1.9.23

Two Poems by John Kucera

Dow Jones Dream

Someone is tossing fish from the roofs
And you swim the violent current down Broadway towards Central Park 

Past steel hot dog carts and rusted fish caves once garbage bins brimming with takeout boxes.
Perched behind a drowned oak tree

Alice and the Mad Hatter ask

About the state of the markets.

When the helicopters shred the sky 
They will ask if you are here for the light show 
And for proper identification

Cash is also acceptable.
The annual burning of the older 
Houses bring the wealthier crowds
On their fancy foam noodles, rubber hands 

Built with waterproof cameras
They only like the old houses,
Those rusted gates and outdated 

Number plates when they burn.
Here come the sirens, 
Those jazz songs that warn of the waves, the 

Breached seawall Sinatra always plays on payday.

The tourists are never ready for the skyscrapers,
Their windows crashing against rocks until the shoreline

Dots with gray sea glass the marble stairs to the library a hill of preening seabirds.

When they invented the boats, we knew the worst was over, it had to be.
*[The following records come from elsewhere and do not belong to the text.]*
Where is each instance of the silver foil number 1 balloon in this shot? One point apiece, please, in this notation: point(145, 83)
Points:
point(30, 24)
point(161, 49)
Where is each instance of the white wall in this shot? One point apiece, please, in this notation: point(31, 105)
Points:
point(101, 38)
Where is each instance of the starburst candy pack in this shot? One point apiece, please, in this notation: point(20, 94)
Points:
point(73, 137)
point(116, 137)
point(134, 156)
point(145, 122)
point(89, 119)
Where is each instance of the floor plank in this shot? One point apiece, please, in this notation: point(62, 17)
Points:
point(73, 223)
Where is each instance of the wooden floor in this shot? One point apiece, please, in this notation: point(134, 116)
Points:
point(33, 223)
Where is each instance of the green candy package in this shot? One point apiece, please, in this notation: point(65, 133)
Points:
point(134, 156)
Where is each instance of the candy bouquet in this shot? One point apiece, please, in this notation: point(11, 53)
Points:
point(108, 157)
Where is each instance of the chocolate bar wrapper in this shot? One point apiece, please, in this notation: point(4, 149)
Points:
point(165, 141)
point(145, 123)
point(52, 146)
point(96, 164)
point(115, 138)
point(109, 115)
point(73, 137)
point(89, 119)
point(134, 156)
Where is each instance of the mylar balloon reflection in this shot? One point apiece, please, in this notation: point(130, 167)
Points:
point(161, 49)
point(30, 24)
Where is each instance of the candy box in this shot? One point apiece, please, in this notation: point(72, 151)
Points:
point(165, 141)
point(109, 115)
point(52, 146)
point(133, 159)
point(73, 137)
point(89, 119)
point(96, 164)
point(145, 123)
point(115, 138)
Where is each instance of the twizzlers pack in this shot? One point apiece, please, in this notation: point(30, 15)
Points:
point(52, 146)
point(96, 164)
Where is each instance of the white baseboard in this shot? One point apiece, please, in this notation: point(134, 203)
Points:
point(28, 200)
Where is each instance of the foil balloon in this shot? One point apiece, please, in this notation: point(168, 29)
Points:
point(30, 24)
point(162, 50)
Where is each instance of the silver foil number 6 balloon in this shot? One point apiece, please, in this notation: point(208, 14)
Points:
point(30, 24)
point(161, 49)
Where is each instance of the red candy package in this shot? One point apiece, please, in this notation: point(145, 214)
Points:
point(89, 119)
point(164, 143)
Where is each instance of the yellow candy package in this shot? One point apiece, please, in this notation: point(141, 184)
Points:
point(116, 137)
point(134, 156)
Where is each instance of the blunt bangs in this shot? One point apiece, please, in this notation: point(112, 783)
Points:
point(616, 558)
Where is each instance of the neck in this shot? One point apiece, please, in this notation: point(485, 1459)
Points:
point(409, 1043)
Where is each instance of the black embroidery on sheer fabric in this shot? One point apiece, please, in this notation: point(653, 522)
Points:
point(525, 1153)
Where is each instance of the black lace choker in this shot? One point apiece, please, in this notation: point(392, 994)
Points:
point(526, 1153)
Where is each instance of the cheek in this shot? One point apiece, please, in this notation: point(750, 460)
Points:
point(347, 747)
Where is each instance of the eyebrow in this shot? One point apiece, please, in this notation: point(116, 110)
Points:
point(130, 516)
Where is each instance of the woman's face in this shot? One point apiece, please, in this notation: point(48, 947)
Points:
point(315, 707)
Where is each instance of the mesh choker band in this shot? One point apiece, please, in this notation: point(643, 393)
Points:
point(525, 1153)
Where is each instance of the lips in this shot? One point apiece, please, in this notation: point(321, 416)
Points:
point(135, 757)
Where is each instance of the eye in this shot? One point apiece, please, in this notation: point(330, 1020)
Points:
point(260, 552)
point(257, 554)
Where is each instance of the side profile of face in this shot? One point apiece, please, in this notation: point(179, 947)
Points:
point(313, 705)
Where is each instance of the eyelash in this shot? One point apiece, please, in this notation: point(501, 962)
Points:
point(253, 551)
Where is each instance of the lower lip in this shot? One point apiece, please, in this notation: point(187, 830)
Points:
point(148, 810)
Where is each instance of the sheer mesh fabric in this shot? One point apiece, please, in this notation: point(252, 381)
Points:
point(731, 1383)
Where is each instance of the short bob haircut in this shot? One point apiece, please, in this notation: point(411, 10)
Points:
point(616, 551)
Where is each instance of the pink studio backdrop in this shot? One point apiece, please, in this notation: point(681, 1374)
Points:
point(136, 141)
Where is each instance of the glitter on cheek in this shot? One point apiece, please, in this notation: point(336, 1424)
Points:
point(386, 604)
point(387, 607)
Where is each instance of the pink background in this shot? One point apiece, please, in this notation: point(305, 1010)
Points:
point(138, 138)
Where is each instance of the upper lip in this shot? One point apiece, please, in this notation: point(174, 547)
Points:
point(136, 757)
So, what more could we do but celebrate?

A body that no longer needed to swim.


Cohabitation

She only opens her door to the winds who liberate the dead pinned to her mirror
      To bury them higher up in a hole in the air

The cliff, she says, is crumbling like a poor man’s bread and it’s not those taciturn
      Oaks which will save the landscape’s reputation

She also says that she only has to wait for the fifth season for her dead to come
     Back to her honeyed tears on the apple-tree’s cheeks

They’ll straddle the fog
Mount the dogs
Soil the hallway
To express their disapproval
Questioning the calends complicates the route of the sun lodged in her chicken house

      Since the hens began laying their eggs in the river
Curses on thresholds that don’t know how to gather footsteps she repeats until

      It intoxicates her
Curses on hands that turn bread into grief
Curses on water which becomes frost when you drink it

Her long cohabitation with the mountain taught her that birds migrate at night so
      That they won’t know the road is long.